Есть еще особого рода талантливые натуры, по-видимому совершенно не похожие на два образца, которые нами рассмотрены, но, в сущности, чрезвычайно к ним близкие. Образчик таких натур представляет Горехвастов, описанный г. Щедриным. Этот с первого раза может показаться, пожалуй, очень деятельным. Он прожектер, мошенник, шулер; он и в официальное платье переодевался, и казенные деньги крал, и заставлял кое-кого в окно прыгать, и сам из оного прыгивал, и фортуну себе умел составить, и потерять оную. Кажется, чего больше деятельности – энергической, постоянной, только дурно направленной. Это уж, кажется, не слабая натура, носившая в себе задатки добра, но погибшая только вследствие своей лени и слабости; это сильная, злодейская душа, талантливая только на мерзости всякого рода. Он совсем непохож на двух малодушных, только что нами виденных у г. Щедрина. Так кажется с первого взгляда. Но если всмотреться пристальнее, то найдется, что и Горехвастов, в сущности, решительно то же самое, что Корепанов и Лузгин. Разница между ними только в том, что те двое все-таки учились чему-нибудь и, при всей поверхности своего образования, усвоили некоторые наиболее простые внушения, как, например, что кража постыдна, шулерство гнусно и т. п.; Горехвастову же и этого не внушили, а учили его иметь только приятные манеры и causer[1] обо всем. Как натура талантливая, он поддался этому направлению, и манеры его, действительно, казались хороши и causeur[2] вышел из него отличный. Товарищи его ездили к француженкам по воскресеньям, и он ездил, потому что не в силах был противиться искушению, не имея никакой внутренней опоры, точно так, как и Лузгин с Корепановым. Петр Бурков сводит его с людьми, которых карьера и назначение жизни ограничивается не совсем честными подвигами на зеленом поле, и он подвизается вместе с ними; затевают эти люди штуку en grand[3], чтобы купца надуть, и он является ревностным исполнителем проекта; говорит ему Петр Бурков о жизни en artistes[4], – он и en artistes жить соглашается; зовет его по ярмаркам ездить, – он и на это готов. Иногда как будто добрые инстинкты в нем просыпаются: ему, например, неловко становится продать себя безобразной барыне, которая задумала воспользоваться его атлетическими формами. Но Бурков сказал ему, что это вздор, велел ему решиться во имя прав дружбы, – и Горехвастов решился.

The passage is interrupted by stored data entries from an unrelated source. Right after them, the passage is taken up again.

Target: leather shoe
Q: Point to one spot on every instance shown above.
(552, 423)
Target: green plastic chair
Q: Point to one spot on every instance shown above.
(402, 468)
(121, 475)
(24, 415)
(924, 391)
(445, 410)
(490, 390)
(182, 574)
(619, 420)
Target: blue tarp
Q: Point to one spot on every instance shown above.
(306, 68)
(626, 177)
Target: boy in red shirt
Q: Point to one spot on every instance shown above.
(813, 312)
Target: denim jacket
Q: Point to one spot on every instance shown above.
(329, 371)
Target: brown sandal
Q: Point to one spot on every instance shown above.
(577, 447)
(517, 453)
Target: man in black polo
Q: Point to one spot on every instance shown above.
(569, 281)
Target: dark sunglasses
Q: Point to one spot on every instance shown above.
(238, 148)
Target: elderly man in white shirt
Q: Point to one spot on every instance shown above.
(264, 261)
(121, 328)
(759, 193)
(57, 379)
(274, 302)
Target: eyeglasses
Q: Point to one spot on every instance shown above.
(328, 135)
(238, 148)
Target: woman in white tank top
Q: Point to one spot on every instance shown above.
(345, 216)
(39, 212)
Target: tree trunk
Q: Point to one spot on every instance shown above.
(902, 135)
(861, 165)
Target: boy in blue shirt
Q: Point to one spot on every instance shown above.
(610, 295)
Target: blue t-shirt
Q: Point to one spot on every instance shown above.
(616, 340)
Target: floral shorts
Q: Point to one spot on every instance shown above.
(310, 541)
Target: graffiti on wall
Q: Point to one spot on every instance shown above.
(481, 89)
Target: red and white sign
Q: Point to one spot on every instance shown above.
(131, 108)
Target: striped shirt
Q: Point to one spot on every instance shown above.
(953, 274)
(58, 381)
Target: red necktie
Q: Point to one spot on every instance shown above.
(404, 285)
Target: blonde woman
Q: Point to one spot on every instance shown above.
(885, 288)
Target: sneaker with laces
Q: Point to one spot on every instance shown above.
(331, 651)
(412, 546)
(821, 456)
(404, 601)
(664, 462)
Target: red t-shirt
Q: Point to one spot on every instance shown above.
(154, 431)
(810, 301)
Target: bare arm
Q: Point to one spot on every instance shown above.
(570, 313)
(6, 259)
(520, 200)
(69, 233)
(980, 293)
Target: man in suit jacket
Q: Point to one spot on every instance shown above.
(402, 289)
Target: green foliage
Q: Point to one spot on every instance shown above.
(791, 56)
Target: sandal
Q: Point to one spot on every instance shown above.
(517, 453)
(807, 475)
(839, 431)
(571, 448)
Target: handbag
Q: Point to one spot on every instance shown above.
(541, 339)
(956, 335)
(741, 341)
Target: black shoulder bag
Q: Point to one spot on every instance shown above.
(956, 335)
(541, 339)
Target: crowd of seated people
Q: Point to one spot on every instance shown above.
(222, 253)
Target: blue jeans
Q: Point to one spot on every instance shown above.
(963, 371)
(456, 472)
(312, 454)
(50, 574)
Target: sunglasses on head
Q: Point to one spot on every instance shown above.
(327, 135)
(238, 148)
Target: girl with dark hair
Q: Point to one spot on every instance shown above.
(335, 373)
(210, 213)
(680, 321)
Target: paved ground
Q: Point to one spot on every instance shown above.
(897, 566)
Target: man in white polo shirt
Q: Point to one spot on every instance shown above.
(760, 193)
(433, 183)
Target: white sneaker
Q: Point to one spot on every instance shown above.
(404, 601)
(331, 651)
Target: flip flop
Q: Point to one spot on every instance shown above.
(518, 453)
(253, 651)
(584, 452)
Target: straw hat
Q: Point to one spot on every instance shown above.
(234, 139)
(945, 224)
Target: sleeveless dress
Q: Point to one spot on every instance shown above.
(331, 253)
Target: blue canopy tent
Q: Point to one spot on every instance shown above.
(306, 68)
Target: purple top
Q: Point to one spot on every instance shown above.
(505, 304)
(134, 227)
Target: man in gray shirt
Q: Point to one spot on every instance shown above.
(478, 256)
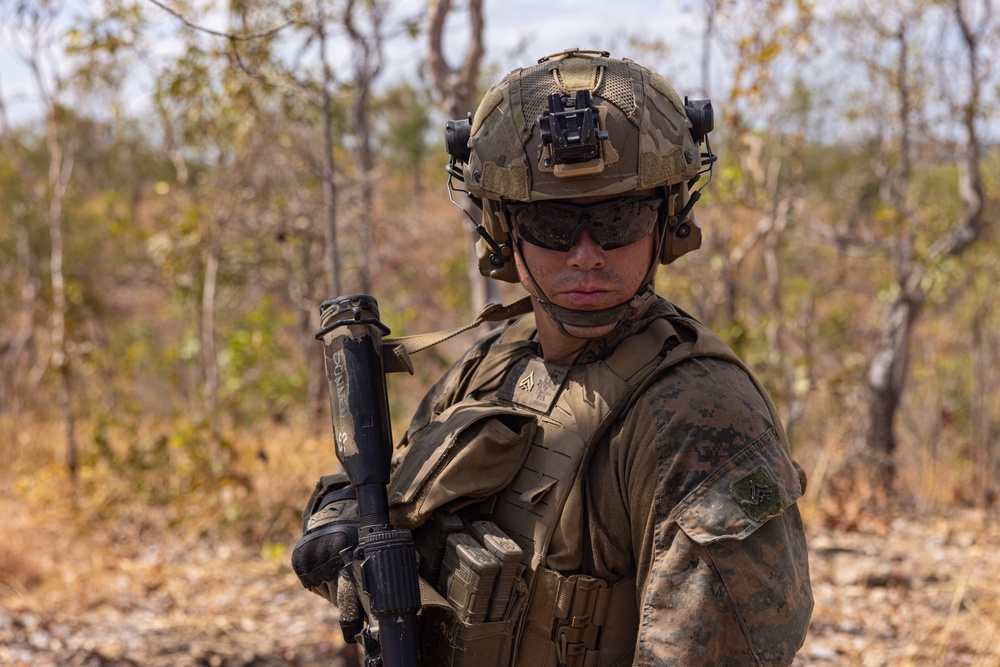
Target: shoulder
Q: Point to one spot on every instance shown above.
(688, 425)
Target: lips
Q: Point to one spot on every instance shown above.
(586, 297)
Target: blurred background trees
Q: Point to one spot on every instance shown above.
(186, 195)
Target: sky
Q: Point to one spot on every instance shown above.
(517, 33)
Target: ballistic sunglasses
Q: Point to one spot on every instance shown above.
(557, 225)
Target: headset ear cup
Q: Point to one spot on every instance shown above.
(685, 238)
(495, 227)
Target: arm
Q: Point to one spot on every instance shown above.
(722, 564)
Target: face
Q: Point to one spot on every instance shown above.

Скажите, на что же еще слабодушнее человека? Он гораздо слабее Лузгина и Корепанова, потому что еще менее, чем они, имеет внутренних убеждений: он решительно не может противиться окружающим влияниям, не может даже уклониться от них в бездействие, а прямо им подчиняется… А там уж он идет дальше, по силе инерции, и даже нередко выказывает наружную твердость и храбрость, приличную обстоятельствам. Только эта энергия и твердость походят на храбрость лакея, который громогласно кричит с крыльца: «Подавай!», а потом тотчас же подобострастно усаживает барина в карету и смиренно стоит перед ним, если тому вздумается намылить ему шею. Храбрость Горехвастова мгновенно исчезает, он трясется и бледнеет, как только увидит где-нибудь около себя кавалера или другую полицейскую власть, или даже просто в чужом обществе получит «подлеца» с любезным обещанием выбросить его из окна. Бессилие противиться внешним влияниям обнаруживается в нем на каждом шагу еще более, чем в Корепанове и Лузгине.
Лень, отвращение от труда тоже составляет одну из существенных сторон его характера, несмотря на видимую неутомимую деятельность. Он не хотел служить и сделался мошенником именно потому, что не хотел «сидеть каждый день семь часов в какой-то душной конуре, облизываясь на место помощника столоначальника». Он чувствует, что «стоит выше общего уровня», что может быть и поэтом, и литератором, и прожектером, и капиталистом. Но ему непременно хочется получить как можно больше без всякого труда, и он избирает шулерство как легчайшее средство обогащения. Разорившись, он живет в четвертом этаже, на манер артиста, и тут всего более нравится ему полная беспечность, которой он может предаваться. Ему тошно смотреть даже на своего соседа Дремилова, только потому, что этот сидит все за книжкой. Негодование разыгрывается в нем при одном воспоминании о таком труженичестве. «Ну, что это за жизнь, спрашиваю я вас, – восклицает он, – и может ли, имеет ли человек право отдавать себя в жертву геморрою? И чего наконец он достигнет?» и т. д. Горехвастову мало быть практически лентяем: он старается свою лень возвести в теорию. Он даже положительно выражается, что «гениальная натура науки натребует, потому что до всего собственным умом доходит. Спросите, например, меня… Ну, о чем хотите!.. На все ответ дам, потому что это у меня русское, врожденное». Как видите, и этот господин, подобно Лузгину не прочь бы свалить свою пустоту на природу, на врожденность. Но в его словах и рассказах нельзя не видеть крайнего развития лености, далеко превосходящей естественное и всякому человеку дозволительное влечение к покою.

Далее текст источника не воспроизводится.